09:00:12.732Z INFO SledAgent: Starting mg-ddm service
09:00:12.798Z INFO SledAgent: Importing mg-ddm service
    path = /opt/oxide/mg-ddm/pkg/ddm/manifest.xml
09:00:13.023Z INFO SledAgent: Setting mg-ddm interfaces
    interfaces = ("cxgbe0/ll" "cxgbe1/ll")

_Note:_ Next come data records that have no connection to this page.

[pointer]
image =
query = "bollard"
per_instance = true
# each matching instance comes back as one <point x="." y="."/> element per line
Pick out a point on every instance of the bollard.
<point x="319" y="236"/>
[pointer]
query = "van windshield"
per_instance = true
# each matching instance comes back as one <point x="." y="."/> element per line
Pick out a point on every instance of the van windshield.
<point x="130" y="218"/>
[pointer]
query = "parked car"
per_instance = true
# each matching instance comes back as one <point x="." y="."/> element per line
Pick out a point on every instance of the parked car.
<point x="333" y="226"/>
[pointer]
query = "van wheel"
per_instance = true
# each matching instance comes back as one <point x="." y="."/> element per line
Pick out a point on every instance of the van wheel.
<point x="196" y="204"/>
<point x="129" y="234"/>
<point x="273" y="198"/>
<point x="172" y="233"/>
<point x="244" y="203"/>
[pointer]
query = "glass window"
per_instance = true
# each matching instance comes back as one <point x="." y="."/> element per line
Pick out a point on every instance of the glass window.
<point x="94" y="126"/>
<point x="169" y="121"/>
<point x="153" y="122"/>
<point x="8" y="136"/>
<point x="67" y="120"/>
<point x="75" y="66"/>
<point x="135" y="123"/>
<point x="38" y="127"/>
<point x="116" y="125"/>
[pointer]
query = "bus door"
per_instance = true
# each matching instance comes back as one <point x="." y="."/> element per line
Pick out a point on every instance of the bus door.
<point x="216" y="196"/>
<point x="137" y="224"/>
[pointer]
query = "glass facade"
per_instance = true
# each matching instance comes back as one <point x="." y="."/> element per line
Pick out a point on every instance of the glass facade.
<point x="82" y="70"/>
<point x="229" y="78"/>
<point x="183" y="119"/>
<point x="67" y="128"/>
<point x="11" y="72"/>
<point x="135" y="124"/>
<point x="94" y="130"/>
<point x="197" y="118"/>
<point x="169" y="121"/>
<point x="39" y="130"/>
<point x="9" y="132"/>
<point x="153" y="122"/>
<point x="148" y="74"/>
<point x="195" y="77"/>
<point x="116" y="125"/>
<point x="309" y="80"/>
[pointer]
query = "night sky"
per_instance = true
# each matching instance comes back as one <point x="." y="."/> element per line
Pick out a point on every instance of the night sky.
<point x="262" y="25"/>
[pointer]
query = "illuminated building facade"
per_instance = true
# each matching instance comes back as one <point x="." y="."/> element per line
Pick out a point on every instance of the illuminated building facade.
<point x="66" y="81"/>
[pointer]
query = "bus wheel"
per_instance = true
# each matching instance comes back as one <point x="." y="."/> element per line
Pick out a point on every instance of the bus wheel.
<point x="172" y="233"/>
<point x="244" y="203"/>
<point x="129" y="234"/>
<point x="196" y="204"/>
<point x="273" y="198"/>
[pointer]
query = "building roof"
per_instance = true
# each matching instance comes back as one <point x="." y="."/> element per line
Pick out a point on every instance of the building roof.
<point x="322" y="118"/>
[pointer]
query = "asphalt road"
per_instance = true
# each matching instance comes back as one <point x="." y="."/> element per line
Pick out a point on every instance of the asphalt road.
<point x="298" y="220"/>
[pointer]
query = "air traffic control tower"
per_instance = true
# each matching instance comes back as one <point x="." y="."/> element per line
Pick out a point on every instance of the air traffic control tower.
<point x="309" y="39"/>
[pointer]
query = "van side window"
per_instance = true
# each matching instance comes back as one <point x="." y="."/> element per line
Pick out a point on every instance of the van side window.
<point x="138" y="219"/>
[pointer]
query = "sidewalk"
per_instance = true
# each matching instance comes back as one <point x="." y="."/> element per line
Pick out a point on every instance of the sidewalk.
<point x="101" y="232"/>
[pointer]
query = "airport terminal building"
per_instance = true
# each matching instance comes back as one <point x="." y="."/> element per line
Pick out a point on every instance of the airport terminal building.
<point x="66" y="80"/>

09:00:13.044Z INFO SledAgent: Enabling mg-ddm service
09:00:13.070Z INFO SledAgent: setting up bootstrap agent server
09:00:13.166Z INFO SledAgent: Ensuring zfs key directory exists
    path = /var/run/oxide/
09:00:13.582Z INFO SledAgent: Sending prefix to ddmd for advertisement
    DdmAdminClient = [::1]:8000
    prefix = Ipv6Prefix { addr: fdb0:a840:2504:3d5::, len: 64 }
09:00:13.688Z WARN SledAgent: Deleting existing zone
    zone_name = oxz_ntp
09:00:13.703Z WARN SledAgent: Deleting existing zone
    zone_name = oxz_crucible_oxp_bd5d7d9f-58ca-4350-9083-6a92a6155a65
09:00:13.714Z WARN SledAgent: Deleting existing zone
    zone_name = oxz_crucible_oxp_47d274ce-f4cb-4bc8-990a-b1460bd918c6
09:00:13.741Z WARN SledAgent: Deleting existing zone
    zone_name = oxz_crucible_oxp_0cf8b90b-1143-4119-9012-1188c92036f2
09:00:13.756Z WARN SledAgent: Deleting existing zone
    zone_name = oxz_crucible_oxp_7c1992a0-3f17-4672-b141-61ccab131c16
09:00:13.773Z WARN SledAgent: Deleting existing zone
    zone_name = oxz_crucible_oxp_b155e4f4-facd-4a7b-a464-b965fc8e8cf5
09:00:13.787Z WARN SledAgent: Deleting existing zone
...

Aside from the delete-all-zones behavior (which is already being worked on), we probably also need to deal with the issue that the sled-agent crashed in face of an incompatible state error - "uninstall operation is invalid for shutting_down zones". The error handling can be less catastrophic.